Modern chemical language modeling is evolving beyond pure SMILES, incorporating:

Domain-specific pretraining tasks (scaffold reconstruction, fragment prediction) to improve downstream property prediction and data efficiency relative to traditional masked language modeling (Spence et al., 30 Jul 2025).
Knowledge-infusion approaches, where grammar-derived substructures and connectivity graphs are injected into model architectures via adapters or auxiliary objectives (Lee et al., 2022).
Quantum-classical hybrid encoding to enable physically inspired generative modeling for molecular discovery (Jahin et al., 26 Aug 2025).
Automated extraction and conversion pipelines from literature and images, scaling the creation of machine-actionable chemical datasets (Campos et al., 2021).

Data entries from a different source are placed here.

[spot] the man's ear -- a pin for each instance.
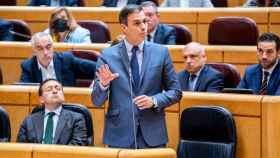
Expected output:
(123, 27)
(41, 100)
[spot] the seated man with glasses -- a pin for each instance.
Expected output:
(54, 124)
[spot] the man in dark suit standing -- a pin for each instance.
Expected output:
(264, 78)
(197, 76)
(139, 80)
(54, 124)
(157, 32)
(45, 63)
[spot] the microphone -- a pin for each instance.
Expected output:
(20, 34)
(133, 110)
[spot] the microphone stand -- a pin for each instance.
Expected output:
(133, 110)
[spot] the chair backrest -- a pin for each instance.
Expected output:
(208, 132)
(5, 127)
(8, 3)
(21, 30)
(183, 34)
(1, 76)
(219, 3)
(92, 55)
(81, 3)
(230, 72)
(80, 109)
(233, 31)
(99, 31)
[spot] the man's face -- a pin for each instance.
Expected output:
(52, 94)
(267, 54)
(152, 17)
(193, 60)
(136, 28)
(43, 49)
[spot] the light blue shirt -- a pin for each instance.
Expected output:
(192, 83)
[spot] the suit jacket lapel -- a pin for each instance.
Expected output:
(39, 126)
(158, 35)
(58, 68)
(257, 79)
(37, 71)
(60, 125)
(145, 62)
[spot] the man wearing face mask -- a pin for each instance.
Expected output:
(64, 28)
(45, 63)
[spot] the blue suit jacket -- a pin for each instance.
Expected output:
(209, 80)
(113, 3)
(165, 34)
(47, 2)
(157, 74)
(253, 79)
(71, 129)
(67, 69)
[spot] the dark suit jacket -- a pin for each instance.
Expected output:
(113, 3)
(71, 128)
(209, 80)
(165, 34)
(157, 79)
(253, 79)
(47, 2)
(67, 69)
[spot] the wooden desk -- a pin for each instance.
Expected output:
(13, 150)
(16, 52)
(196, 19)
(246, 110)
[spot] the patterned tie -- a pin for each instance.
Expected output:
(49, 129)
(149, 37)
(191, 82)
(263, 90)
(135, 68)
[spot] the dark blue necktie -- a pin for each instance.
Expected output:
(135, 67)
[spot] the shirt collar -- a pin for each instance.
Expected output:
(57, 111)
(270, 70)
(129, 46)
(198, 72)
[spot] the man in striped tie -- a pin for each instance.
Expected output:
(54, 124)
(264, 78)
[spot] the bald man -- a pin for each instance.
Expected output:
(197, 76)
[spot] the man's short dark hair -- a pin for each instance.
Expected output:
(149, 4)
(126, 11)
(270, 37)
(40, 91)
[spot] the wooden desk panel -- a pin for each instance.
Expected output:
(246, 110)
(271, 127)
(64, 151)
(13, 150)
(172, 123)
(16, 103)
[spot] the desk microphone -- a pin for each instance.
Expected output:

Combinatorial fusion of sequence- and graph-based features, integration of noncanonical residue handling (e.g., >100 NCAA templates), and end-to-end differentiable kernel methods with trainable transport costs represent promising avenues for expanding the expressivity and applicability of SMILES-driven pipelines (Feller et al., 18 Apr 2025, Ali et al., 2024, Spence et al., 30 Jul 2025, Lim et al., 2020).

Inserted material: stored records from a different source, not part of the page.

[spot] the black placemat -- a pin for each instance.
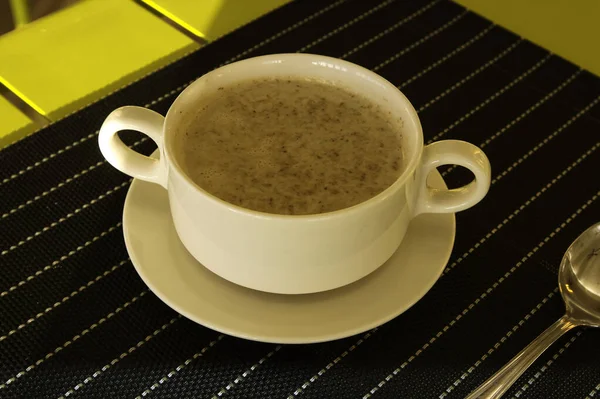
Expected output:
(76, 320)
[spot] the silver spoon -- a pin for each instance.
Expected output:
(579, 283)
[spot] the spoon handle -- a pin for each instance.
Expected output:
(502, 380)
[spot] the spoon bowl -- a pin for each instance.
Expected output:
(579, 278)
(579, 284)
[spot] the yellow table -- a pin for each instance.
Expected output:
(568, 28)
(61, 63)
(211, 19)
(13, 123)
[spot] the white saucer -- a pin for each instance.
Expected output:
(198, 294)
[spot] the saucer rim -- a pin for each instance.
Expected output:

In summary, SMILES remains a cornerstone of molecular representation, directly enabling the application of deep learning and other computational approaches in chemical discovery and property prediction. Adherence to rigorous canonicalization and stereochemical annotation protocols is critical to reproducibility and model fidelity, particularly in generative and translation applications. Current research demonstrates that SMILES-based models—spanning n-gram MLPs, BiLSTM/Transformer encoders, kernel methods, and quantum-classical architectures—are highly effective for a diverse set of tasks, with future improvements anticipated via hybridization with graph-, image-, peptide-, and quantum-aware modeling (Rao et al., 2024, Feller et al., 18 Apr 2025, Spence et al., 30 Jul 2025, Jahin et al., 26 Aug 2025, Kikuchi et al., 11 May 2025, Lee et al., 2022, Campos et al., 2021, Ali et al., 2024, Lim et al., 2020, Honda et al., 2019, Wasi et al., 2024, Bjerrum, 2017, Nath et al., 2021).